Patienten mit hochgradiger Trikuspidalklappen-Insuffizienz (TI) haben ebenfalls eine schlechte Prognose, sowohl bei konservativer als auch bei chirurgischer Therapie – vor allem, wenn man die TK ersetzen muss. Für diese kritisch kranken Patienten werden derzeit interventionelle Therapieverfahren erprobt. Einige Gruppen haben mit dem MitraClip-System durch eine Bikuspidalisierung der TK, andere durch eine Anulusraffung eine deutliche Reduktion der TI bei ausgewählten Patienten erzielen können. Die Studienergebnisse muss man noch abwarten.

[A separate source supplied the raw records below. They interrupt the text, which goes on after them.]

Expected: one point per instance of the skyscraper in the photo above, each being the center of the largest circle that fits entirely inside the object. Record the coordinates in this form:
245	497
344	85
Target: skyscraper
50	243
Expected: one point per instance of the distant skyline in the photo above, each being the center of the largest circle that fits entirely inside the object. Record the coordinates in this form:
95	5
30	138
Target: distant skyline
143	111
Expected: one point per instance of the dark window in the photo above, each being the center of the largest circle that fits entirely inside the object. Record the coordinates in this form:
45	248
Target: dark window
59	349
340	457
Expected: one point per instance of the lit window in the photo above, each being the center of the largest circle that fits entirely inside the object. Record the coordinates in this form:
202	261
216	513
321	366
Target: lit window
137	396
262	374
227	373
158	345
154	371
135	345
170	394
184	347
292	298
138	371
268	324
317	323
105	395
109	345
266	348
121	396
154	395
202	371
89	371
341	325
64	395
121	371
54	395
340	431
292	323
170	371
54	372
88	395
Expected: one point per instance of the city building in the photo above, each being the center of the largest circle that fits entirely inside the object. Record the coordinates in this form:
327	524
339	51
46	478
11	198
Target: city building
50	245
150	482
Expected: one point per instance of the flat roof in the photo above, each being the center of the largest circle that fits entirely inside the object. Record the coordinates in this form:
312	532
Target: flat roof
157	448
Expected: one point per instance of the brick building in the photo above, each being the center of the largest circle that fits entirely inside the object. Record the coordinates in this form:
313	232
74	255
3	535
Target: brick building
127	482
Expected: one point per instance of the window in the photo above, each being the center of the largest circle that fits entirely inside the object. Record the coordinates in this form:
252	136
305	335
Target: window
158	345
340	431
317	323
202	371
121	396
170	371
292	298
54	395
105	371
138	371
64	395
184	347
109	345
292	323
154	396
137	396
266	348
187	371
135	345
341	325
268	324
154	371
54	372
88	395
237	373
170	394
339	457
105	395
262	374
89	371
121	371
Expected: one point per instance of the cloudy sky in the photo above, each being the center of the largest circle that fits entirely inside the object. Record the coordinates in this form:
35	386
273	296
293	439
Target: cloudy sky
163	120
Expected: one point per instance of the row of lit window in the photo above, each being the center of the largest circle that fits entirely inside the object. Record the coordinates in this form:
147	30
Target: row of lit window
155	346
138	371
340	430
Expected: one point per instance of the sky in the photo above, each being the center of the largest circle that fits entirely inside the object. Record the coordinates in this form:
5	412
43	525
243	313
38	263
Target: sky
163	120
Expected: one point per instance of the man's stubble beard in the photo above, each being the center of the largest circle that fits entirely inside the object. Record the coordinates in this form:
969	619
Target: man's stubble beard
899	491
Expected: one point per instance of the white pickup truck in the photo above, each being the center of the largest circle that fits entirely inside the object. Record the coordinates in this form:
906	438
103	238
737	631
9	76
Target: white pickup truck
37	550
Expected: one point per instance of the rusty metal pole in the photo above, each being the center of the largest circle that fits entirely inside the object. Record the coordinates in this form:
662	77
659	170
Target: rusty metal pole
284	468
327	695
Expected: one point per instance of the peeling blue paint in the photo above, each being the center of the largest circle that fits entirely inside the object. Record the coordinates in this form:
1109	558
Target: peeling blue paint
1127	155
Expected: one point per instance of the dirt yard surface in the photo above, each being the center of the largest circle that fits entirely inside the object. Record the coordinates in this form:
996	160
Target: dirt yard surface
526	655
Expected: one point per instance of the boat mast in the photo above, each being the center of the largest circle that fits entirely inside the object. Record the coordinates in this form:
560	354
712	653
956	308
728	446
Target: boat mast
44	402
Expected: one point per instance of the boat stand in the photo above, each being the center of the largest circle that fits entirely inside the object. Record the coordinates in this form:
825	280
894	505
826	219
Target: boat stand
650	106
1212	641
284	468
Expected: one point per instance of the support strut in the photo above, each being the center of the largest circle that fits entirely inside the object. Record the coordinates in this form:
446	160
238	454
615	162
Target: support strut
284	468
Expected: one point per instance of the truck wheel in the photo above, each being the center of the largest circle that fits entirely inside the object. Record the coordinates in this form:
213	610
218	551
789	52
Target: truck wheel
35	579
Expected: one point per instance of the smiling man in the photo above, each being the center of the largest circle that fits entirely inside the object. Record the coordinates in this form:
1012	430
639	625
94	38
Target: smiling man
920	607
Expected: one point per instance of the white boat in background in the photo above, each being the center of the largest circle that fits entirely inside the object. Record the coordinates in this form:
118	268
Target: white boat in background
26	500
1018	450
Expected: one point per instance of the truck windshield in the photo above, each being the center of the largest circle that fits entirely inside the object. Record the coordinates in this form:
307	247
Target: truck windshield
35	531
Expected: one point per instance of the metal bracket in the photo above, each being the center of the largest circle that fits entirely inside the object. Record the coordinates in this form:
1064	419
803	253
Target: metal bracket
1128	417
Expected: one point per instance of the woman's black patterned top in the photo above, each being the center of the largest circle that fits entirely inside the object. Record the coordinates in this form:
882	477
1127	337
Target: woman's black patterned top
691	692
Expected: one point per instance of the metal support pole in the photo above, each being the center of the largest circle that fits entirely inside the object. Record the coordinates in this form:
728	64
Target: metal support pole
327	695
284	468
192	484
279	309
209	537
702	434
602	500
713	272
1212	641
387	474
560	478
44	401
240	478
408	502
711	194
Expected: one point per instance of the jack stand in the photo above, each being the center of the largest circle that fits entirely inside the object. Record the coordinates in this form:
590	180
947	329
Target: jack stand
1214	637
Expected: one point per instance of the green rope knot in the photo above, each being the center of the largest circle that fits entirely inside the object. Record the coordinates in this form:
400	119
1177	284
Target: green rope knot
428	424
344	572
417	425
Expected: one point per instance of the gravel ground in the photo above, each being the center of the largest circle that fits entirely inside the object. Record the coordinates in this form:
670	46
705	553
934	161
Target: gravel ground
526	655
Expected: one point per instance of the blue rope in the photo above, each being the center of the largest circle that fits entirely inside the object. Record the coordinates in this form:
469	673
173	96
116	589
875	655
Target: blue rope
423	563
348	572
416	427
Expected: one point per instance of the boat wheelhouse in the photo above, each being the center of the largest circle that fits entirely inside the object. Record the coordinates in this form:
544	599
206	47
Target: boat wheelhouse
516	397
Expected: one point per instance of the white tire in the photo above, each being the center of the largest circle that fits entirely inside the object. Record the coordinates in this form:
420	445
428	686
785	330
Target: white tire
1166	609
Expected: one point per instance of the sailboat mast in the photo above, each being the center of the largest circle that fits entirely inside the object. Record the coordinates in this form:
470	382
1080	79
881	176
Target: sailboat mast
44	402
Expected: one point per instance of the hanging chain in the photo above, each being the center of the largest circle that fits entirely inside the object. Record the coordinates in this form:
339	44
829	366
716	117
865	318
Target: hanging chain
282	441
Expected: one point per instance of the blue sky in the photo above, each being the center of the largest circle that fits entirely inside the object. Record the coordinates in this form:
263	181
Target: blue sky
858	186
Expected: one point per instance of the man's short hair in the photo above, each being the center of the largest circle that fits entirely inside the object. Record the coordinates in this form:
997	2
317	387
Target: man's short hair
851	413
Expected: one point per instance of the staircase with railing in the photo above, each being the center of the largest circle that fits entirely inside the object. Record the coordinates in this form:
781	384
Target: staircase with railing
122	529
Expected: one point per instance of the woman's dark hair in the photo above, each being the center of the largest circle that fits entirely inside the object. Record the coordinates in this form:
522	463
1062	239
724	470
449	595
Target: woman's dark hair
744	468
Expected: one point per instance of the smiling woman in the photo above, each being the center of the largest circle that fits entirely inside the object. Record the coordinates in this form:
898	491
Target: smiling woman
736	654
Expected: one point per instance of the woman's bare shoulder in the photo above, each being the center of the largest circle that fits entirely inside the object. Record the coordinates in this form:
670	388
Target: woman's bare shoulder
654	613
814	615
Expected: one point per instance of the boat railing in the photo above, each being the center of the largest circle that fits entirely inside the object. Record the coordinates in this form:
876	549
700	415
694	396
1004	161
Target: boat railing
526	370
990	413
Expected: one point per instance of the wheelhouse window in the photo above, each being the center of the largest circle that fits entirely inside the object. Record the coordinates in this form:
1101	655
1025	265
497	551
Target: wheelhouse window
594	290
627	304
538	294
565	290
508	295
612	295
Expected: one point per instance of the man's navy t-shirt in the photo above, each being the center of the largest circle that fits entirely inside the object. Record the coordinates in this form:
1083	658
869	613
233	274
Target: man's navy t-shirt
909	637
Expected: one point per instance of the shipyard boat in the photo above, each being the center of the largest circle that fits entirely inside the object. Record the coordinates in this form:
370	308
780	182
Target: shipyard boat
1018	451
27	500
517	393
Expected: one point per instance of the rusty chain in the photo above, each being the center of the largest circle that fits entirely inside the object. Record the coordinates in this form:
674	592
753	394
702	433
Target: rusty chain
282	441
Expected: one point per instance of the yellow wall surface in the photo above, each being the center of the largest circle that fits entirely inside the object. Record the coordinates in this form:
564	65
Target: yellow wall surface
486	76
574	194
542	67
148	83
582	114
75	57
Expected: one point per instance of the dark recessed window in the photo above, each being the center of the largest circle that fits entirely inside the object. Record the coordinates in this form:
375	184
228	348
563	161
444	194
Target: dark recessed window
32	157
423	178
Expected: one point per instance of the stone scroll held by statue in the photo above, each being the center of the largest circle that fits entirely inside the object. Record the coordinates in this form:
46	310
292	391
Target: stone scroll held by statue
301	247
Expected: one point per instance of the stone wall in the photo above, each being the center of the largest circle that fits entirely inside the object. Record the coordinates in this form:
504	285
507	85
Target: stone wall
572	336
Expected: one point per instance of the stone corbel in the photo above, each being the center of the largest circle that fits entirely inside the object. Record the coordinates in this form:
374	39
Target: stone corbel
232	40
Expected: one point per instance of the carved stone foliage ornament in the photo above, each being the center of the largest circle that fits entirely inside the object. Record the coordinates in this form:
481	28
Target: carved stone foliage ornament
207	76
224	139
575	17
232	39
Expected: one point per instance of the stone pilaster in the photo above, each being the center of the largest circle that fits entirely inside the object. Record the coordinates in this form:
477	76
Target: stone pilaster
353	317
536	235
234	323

Auch die interventionelle Implantation von biologischen Klappen in Mitral- und Trikuspidalposition gestaltet sich wesentlich schwieriger als die TAVI. Der Anulus der AV-Klappen ist viel größer, er verändert sich über den Herzzyklus, oftmals fehlen zirkuläre Verkalkungen und es finden sich in der Nähe teils vulnerable Regionen des Herzens. Bei der Aortenstenose und der TAVI waren die ersten Ergebnisse zunächst ebenfalls problematisch. So gilt für die Mitral-und Trikuspidalklappen-Implantationen: Aller Anfang ist schwer – und die Zukunft bleibt spannend.



Autor:

© Detlef Roser
Dr. med. Detlef Roser

Facharzt für Innere Medizin und Kardiologie
Sana Herzchirurgie
70174 Stuttgart

Interessenkonflikte: Der Autor hat keine deklariert.